AstraZeneca Canada sued Apotex Inc. for infringement of its Canadian Patent No. 2,139,653 (the ‘653 patent) for the drug esomeprazole (NEXIUM®), a proton pump inhibitor used to reduce gastric acid production in the treatment of a variety of gastrointestinal disorders. At trial, the Federal Court held the ‘653 patent to be invalid because it lacked utility. In reaching that conclusion the court applied the Promise Doctrine to conduct its analysis. The court reviewed the entire patent specification, including both the description of the invention and the claims that define the monopoly granted by the patent. In this review, it identified two promises, namely: (1) esomeprazole is effective as a proton pump inhibitor; (2) it has improved therapeutic and metabolic properties. The court found that the first promise was satisfied, but that the second promise was not demonstrated or soundly predicted when the patent application was filed. The Court took the position that the second promise extended to all the claims granted by the patent meaning that the entire patent was invalid. At the Federal Court of Appeal, the trial decision was upheld and AstraZeneca Canada appealed further to the Supreme Court of Canada.

Issue for Supreme Court

The main issue before the Supreme Court was whether the Promise Doctrine was the correct standard of utility under the Patent Act in Canada.  

The Supreme Court found the Promise Doctrine to be incongruent with the language and scheme of the Patent Act.  By considering statements in the patent specification outside the claims as part of the utility analysis, the promise doctrine "effectively imports s.27(3) into s. 2 inappropriately by requiring … any disclosure of use to be demonstrated or soundly predicted at the time of filing.
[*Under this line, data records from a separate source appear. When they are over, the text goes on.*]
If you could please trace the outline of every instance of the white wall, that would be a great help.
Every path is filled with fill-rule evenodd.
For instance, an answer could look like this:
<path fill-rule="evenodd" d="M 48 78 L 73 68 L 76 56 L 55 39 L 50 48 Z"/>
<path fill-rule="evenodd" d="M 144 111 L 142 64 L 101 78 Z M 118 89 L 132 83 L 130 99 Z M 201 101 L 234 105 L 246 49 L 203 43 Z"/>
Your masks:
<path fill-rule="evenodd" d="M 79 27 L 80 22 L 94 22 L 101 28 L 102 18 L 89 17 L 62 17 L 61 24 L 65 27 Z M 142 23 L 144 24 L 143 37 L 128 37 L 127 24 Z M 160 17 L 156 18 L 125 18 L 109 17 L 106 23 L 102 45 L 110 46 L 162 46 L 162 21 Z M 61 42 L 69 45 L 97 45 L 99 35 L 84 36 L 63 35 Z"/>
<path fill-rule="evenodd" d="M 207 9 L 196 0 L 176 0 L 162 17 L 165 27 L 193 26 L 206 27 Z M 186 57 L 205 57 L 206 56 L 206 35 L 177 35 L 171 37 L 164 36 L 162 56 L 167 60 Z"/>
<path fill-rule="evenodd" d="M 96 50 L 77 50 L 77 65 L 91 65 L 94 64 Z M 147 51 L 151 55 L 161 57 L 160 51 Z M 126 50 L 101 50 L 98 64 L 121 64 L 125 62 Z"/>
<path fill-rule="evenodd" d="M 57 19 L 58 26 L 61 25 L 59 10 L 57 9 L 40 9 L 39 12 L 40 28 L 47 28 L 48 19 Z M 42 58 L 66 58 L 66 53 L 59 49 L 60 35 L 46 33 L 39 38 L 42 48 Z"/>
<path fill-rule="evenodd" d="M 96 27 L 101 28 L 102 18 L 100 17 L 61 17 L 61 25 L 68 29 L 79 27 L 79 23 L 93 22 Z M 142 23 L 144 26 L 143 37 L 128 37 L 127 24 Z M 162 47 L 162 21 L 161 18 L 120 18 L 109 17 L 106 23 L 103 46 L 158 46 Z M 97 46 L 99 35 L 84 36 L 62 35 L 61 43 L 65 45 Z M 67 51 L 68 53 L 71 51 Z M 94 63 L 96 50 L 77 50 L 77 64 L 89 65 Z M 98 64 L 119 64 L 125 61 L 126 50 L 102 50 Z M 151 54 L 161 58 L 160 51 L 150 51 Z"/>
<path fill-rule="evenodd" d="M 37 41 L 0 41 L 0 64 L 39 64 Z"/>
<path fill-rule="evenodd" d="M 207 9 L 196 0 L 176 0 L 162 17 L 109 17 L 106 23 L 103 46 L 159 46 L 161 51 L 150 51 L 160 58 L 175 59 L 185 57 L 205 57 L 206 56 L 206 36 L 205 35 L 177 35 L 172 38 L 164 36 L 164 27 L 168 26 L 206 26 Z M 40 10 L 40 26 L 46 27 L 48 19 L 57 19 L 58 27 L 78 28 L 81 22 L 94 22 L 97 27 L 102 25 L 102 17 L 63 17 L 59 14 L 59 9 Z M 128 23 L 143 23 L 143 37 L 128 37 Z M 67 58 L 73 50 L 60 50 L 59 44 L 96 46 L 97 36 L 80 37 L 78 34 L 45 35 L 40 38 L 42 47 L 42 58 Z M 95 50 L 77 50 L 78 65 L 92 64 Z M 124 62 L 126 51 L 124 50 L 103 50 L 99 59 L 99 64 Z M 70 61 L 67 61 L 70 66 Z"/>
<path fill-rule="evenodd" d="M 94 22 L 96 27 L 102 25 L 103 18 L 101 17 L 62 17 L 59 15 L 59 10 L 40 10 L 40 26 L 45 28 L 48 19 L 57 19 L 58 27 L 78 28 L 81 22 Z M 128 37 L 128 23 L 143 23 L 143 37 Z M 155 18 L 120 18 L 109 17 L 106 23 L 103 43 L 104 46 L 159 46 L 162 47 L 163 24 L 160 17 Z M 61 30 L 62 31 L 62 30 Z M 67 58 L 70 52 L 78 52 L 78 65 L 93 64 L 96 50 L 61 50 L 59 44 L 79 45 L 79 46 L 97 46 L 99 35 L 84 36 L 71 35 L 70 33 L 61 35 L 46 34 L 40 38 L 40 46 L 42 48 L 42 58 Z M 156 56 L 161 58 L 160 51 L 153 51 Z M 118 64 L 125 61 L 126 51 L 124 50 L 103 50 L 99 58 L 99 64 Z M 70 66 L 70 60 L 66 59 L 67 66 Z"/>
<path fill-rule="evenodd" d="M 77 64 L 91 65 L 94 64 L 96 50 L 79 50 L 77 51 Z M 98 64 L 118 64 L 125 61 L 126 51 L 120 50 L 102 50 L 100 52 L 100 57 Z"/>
If that is not done successfully, the entire patent is invalid as a precondition for patentability—an invention under s. 2 of the Act—has not been fulfilled". The Promise Doctrine changes the threshold issue of utility into a rigorous analysis of the sufficiency of the invention disclosure. This is particularly onerous if a person finds that there are multiple "promises", but only some of them have been fulfilled. Further, the effect of the Promise Doctrine was to undermine the disclosure requirement by discouraging fulsome disclosure for risk of invalidity on the basis of "an unintentional overstatement of even a single use".

The Supreme Court confirmed that the proper analysis under Section 2 is to identify the subject matter of the invention as it is defined by the claims granted by the patent and then ask whether that subject matter is useful—capable of a practical purpose or an actual result. This is a threshold issue which goes to whether the invention is eligible to even be considered for patent protection. A mere scintilla of utility will do, as the Patent Act does not prescribe any degree or quantum of usefulness to be required. A single use related to the nature of the subject-matter is sufficient.

Once this threshold issue is determined, then it is necessary to determine whether the patent is valid applying other criteria, including whether: (a) the subject matter is novel; (b) the subject matter is inventive; and (c) the patent provides a full disclosure of the invention to enable the skilled person to use or construct it after the patent expires per section 27(3).   


The Supreme Court’s clear statement that the Promise Doctrine is not good law brings the law on patent utility in Canada back into step with international patent standards. Canada’s utility standard once again reflects a low threshold which is comparable to the standards applied by other countries that are signatories to the NAFTA and TRIPS agreements.